What it means
The speaker asks the supreme god Ahura Mazda a series of direct questions about who is responsible for the fundamental workings of the universe. Who keeps the earth stable and stops the sky from collapsing? Who created water, plants, wind, and clouds? Who gave humans the capacity for good thinking? The questions are rhetorical, pointing toward one answer: a single wise creator behind all of nature and morality.
Relevance to Zoroaster
Zoroaster was a priest and religious reformer who broke from the polytheistic traditions of ancient Iran to preach worship of one supreme god, Ahura Mazda, the Wise Lord.
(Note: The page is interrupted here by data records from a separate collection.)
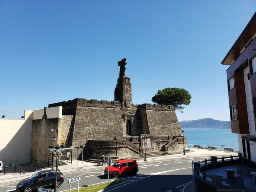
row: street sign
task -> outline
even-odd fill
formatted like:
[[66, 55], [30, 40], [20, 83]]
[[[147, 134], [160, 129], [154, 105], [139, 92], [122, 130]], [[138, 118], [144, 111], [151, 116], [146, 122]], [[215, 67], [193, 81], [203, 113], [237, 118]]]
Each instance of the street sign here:
[[68, 184], [71, 184], [72, 183], [79, 181], [82, 178], [81, 177], [78, 177], [74, 179], [71, 179], [68, 180]]
[[52, 189], [46, 189], [45, 188], [38, 188], [37, 190], [39, 192], [52, 192]]
[[107, 158], [107, 165], [109, 166], [111, 165], [111, 163], [112, 163], [112, 160], [110, 157], [108, 157]]

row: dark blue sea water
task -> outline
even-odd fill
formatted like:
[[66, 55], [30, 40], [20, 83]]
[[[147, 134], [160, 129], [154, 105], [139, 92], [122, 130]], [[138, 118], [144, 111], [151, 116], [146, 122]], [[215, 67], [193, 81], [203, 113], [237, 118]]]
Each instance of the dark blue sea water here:
[[[237, 134], [229, 129], [183, 129], [188, 144], [238, 148]], [[223, 148], [223, 147], [222, 147]]]

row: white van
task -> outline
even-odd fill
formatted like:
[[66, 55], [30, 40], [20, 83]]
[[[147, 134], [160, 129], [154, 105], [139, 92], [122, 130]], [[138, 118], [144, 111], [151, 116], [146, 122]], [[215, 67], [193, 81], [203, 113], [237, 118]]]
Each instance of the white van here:
[[3, 162], [0, 161], [0, 172], [2, 172], [3, 171]]

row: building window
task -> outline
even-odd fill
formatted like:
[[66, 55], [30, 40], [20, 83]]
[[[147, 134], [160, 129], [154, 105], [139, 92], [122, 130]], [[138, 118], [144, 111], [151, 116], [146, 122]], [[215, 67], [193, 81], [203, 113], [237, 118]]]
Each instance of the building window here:
[[237, 106], [234, 105], [231, 107], [231, 120], [237, 120]]
[[227, 86], [229, 87], [229, 90], [231, 90], [235, 87], [235, 83], [234, 81], [234, 76], [231, 78], [227, 82]]
[[251, 74], [252, 75], [256, 72], [256, 57], [255, 57], [250, 62]]
[[255, 97], [252, 98], [252, 101], [253, 102], [253, 109], [254, 110], [254, 117], [256, 117], [256, 97]]

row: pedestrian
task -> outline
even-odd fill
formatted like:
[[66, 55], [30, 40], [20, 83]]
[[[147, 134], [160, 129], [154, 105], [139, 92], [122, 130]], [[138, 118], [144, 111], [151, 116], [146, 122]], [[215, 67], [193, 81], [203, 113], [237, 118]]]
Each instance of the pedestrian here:
[[101, 166], [103, 166], [103, 163], [104, 163], [104, 165], [106, 165], [106, 163], [105, 163], [105, 161], [106, 161], [106, 159], [105, 159], [105, 157], [104, 157], [104, 155], [102, 155], [102, 164], [101, 164]]

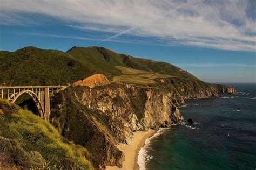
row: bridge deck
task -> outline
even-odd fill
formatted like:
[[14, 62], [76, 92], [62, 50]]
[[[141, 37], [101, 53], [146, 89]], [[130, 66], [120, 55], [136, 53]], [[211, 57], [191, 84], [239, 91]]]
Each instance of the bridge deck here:
[[18, 88], [63, 88], [66, 86], [0, 86], [0, 89], [18, 89]]

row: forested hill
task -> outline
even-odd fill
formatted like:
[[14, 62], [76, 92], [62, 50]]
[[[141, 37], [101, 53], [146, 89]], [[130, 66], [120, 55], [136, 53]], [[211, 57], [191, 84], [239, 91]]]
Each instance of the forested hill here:
[[64, 52], [30, 46], [0, 51], [0, 84], [7, 86], [65, 85], [95, 73], [135, 84], [153, 83], [154, 79], [161, 77], [199, 80], [171, 64], [99, 47], [74, 47]]

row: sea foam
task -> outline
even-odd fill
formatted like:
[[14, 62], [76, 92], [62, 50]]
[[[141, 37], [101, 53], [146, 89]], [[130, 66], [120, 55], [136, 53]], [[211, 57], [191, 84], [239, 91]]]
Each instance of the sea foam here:
[[163, 131], [166, 129], [170, 129], [170, 128], [163, 128], [159, 129], [153, 136], [146, 139], [145, 141], [145, 145], [143, 147], [142, 147], [140, 150], [139, 151], [139, 154], [138, 155], [138, 164], [139, 164], [140, 170], [146, 169], [146, 162], [150, 159], [153, 159], [153, 157], [147, 155], [147, 149], [150, 146], [150, 141], [152, 139], [159, 136], [163, 133]]

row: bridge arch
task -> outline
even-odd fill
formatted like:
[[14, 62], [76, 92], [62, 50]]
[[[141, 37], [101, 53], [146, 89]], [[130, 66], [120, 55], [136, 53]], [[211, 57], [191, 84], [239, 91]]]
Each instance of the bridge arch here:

These verses come from the Gathas, hymns he composed himself. The questioning style reflects his role as a prophet wrestling publicly with theology, and the emphasis on Good Thought (Vohu Manah) matches his doctrine that ethical cognition is central to serving the creator.
The era
Zoroaster lived in ancient Iran, likely between 1500 and 1000 BCE, among pastoral tribes worshipping many nature gods through animal sacrifice and ritual drink. Surrounding cultures accepted a crowded pantheon where different deities controlled earth, sky, water, and weather. By attributing all creation to one wise god and linking cosmic order to moral thought, Zoroaster was proposing a radical monotheistic and ethical framework centuries before similar ideas took hold elsewhere.